I have a large cunk of data, ~4 GB, that fits into host memory, but is too big for device shared memory. Basically I partitioned my space into z slices such that each stream input is about 3 kB. For each kernel, it will read 3 of these 3 kB streams and do computation and update one of the streams. This is how my code is manageing the memory. I want to know if this is the best way to do it or is their a better way of doing memory management.

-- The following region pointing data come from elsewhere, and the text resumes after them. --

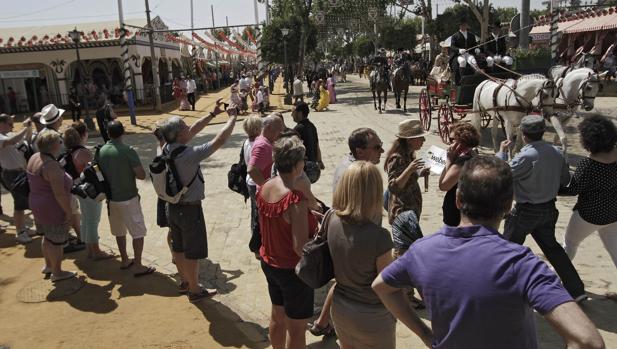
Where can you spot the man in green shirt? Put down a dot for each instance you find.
(121, 166)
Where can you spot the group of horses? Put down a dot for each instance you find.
(399, 81)
(557, 96)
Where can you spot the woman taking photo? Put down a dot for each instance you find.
(404, 169)
(286, 224)
(464, 138)
(75, 138)
(50, 202)
(360, 249)
(595, 182)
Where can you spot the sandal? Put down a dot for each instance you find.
(316, 330)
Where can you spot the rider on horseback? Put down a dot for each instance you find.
(496, 49)
(462, 45)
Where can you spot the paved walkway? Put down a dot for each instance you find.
(234, 271)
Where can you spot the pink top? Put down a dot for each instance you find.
(261, 156)
(43, 204)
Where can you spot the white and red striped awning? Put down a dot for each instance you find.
(584, 21)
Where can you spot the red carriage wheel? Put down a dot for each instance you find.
(444, 121)
(425, 109)
(485, 119)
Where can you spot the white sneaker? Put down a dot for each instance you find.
(23, 237)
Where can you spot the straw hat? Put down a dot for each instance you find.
(50, 114)
(410, 129)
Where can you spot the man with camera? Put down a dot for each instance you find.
(13, 164)
(186, 221)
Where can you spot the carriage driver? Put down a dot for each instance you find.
(462, 46)
(496, 49)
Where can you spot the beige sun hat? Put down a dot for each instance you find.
(410, 129)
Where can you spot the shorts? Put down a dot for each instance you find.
(126, 216)
(188, 230)
(74, 205)
(20, 203)
(287, 290)
(56, 234)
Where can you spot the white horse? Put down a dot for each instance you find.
(577, 89)
(512, 100)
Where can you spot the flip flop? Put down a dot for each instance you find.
(125, 267)
(107, 255)
(148, 271)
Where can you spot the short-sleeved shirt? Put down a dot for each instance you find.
(596, 185)
(261, 156)
(187, 165)
(117, 161)
(354, 249)
(10, 157)
(539, 170)
(479, 289)
(308, 134)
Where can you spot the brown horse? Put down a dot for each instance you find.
(400, 83)
(379, 83)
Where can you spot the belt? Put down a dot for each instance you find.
(187, 203)
(550, 202)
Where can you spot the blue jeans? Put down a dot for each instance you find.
(90, 218)
(539, 220)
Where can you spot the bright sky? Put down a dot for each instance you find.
(175, 13)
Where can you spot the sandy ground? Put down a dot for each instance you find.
(113, 309)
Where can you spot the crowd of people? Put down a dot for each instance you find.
(471, 278)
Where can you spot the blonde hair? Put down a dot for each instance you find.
(252, 126)
(359, 194)
(46, 140)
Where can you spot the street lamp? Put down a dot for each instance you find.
(75, 35)
(285, 31)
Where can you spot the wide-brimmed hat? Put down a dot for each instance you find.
(50, 114)
(410, 129)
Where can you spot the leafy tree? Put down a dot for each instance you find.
(272, 40)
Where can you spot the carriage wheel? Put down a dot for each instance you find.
(425, 110)
(485, 119)
(444, 121)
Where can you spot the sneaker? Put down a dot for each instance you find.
(203, 294)
(23, 237)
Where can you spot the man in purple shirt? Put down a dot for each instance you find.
(479, 288)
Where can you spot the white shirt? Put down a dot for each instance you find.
(191, 86)
(10, 157)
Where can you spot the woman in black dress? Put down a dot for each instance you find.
(464, 138)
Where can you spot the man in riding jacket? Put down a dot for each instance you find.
(462, 48)
(495, 47)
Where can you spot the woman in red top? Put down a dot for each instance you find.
(286, 224)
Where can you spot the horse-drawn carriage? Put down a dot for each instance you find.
(457, 101)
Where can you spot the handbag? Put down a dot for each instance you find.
(315, 267)
(236, 177)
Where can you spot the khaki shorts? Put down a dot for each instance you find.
(126, 216)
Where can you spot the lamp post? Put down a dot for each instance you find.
(285, 31)
(75, 35)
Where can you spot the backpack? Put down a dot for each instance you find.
(165, 177)
(92, 181)
(66, 160)
(236, 177)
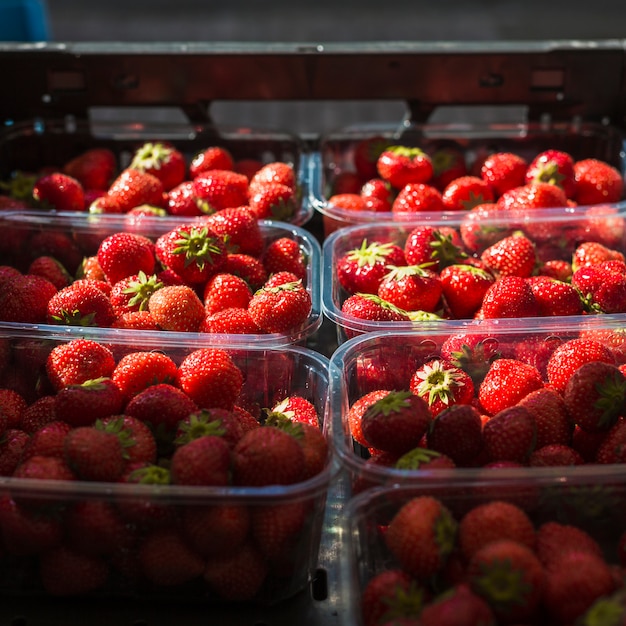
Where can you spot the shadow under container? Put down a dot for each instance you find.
(81, 235)
(36, 515)
(468, 140)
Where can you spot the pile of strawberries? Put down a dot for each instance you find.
(491, 563)
(218, 274)
(160, 180)
(82, 410)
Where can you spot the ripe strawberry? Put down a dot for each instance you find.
(417, 198)
(570, 355)
(503, 171)
(456, 432)
(466, 192)
(402, 165)
(510, 296)
(239, 228)
(421, 535)
(78, 361)
(493, 521)
(211, 158)
(362, 269)
(555, 167)
(509, 576)
(59, 191)
(442, 385)
(126, 254)
(94, 168)
(137, 371)
(210, 378)
(512, 256)
(80, 304)
(221, 189)
(267, 456)
(397, 422)
(597, 182)
(283, 308)
(464, 288)
(133, 188)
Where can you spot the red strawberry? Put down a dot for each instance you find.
(464, 288)
(77, 361)
(397, 422)
(361, 270)
(510, 578)
(570, 355)
(211, 158)
(503, 171)
(133, 188)
(177, 308)
(493, 521)
(163, 160)
(466, 192)
(512, 256)
(221, 189)
(555, 167)
(597, 182)
(280, 309)
(210, 378)
(94, 168)
(59, 191)
(418, 198)
(421, 535)
(402, 165)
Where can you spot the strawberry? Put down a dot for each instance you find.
(239, 228)
(137, 371)
(402, 165)
(510, 296)
(555, 167)
(397, 422)
(133, 188)
(177, 308)
(283, 308)
(203, 461)
(391, 595)
(267, 456)
(464, 288)
(509, 576)
(195, 253)
(210, 378)
(77, 361)
(493, 521)
(126, 254)
(442, 385)
(93, 453)
(574, 582)
(25, 298)
(570, 355)
(81, 304)
(418, 198)
(94, 168)
(504, 171)
(509, 435)
(362, 269)
(595, 395)
(457, 433)
(211, 158)
(597, 182)
(59, 191)
(514, 255)
(466, 192)
(421, 536)
(221, 189)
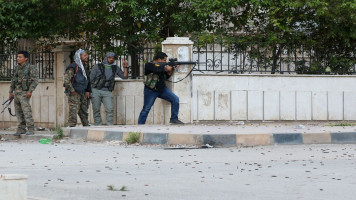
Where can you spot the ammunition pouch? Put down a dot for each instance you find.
(151, 80)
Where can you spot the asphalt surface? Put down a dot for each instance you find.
(89, 170)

__host__ void update(float3 **e_, float3 **h_, float3 *e_cur_d, float3 *e_cur_h, float3 *h_cur_d, float3 *h_cur_h, float3 *h_prev_d, float3 *h_prev_h){
int timestep = 0;
int max_timesteps = 10000;
int k;
int j;
int i;
for(timestep = 0; timestep < max_timesteps; timestep++){
h_[dim_z/2 ][(dim_x*dim_y)/2 ].x = 5.0;
for(k = 1; k < dim_z; k++){
for(i = 0; i < dim_x * dim_y; i++){
e_cur_h[i].x = e_[k][i].x;
e_cur_h[i].y = e_[k][i].y;
e_cur_h[i].z = e_[k][i].z;
h_cur_h[i].x = h_[k][i].x;
h_cur_h[i].y = h_[k][i].y;
h_cur_h[i].z = h_[k][i].z;
h_prev_h[i].x = h_[k-1][i].x;
h_prev_h[i].y = h_[k-1][i].y;
h_prev_h[i].z = h_[k-1][i].z;
}
cudaMemcpy((void*)e_cur_d, e_cur_h, dim_x*dim_y*sizeof(float3), cudaMemcpyHostToDevice);
cudaMemcpy((void*)h_cur_d, h_cur_h, dim_x*dim_y*sizeof(float3), cudaMemcpyHostToDevice);
cudaMemcpy((void*)h_prev_d, h_prev_h, dim_x*dim_y*sizeof(float3), cudaMemcpyHostToDevice);
eUpdateSlice<<<100,256>>>(e_cur_d, h_cur_d, h_prev_d, dim_x, dim_y,0,0);
}
cudaMemcpy((void*)e_cur_h, e_cur_d, dim_x*dim_y*sizeof(float3), cudaMemcpyDeviceToHost);
cudaMemcpyDeviceToDevice);
for(i = 0; i < 9; i++){
e_[k][i].x = e_cur_h[i].x;
e_[k][i].y = e_cur_h[i].y;
e_[k][i].z = e_cur_h[i].z;
}